Despite the terrific political climate encountered in Nigeria, Nigerians are still very good people. They succeed where other people fail. The occasions of their academic exploits in Europe and America has become common occurrence. Despite the Western effort to exaggerate individual cases of faults in the Nigerian society, Nigerian cultural values of generosity, integrity and hospitality are still evident but unreported in daily encounters. The continuous hype of a supposed Nigerian DNA remains a ploy to distract Nigerians from agreeing among themselves to harness and utilize the resources within their territory.

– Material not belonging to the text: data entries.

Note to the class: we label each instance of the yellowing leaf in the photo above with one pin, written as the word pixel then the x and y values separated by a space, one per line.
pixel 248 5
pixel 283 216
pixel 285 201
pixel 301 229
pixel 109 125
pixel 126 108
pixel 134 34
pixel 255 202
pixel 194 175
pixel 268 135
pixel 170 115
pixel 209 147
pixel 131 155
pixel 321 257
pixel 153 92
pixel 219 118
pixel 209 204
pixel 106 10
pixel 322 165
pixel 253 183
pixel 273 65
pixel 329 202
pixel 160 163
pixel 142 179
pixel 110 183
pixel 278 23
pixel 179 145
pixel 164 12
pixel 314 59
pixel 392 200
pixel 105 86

A way out is seeking a new agreement between the ethnic communities in Nigeria on the mode of their co-existence. It will enable a discussion about the ownership and management of human and mineral resources in different parts of Nigeria. Nigerians are not DNA corrupt; the system of governance imposed on them is corrupt, and breeds corruption, even in the good people. Nobody can fight corruption in Nigeria, unless we change the funny system of governance imposed and sustained by gun and fear. If the style of social influence and structure installed in Nigeria were installed in other places, they would be worse than Nigeria.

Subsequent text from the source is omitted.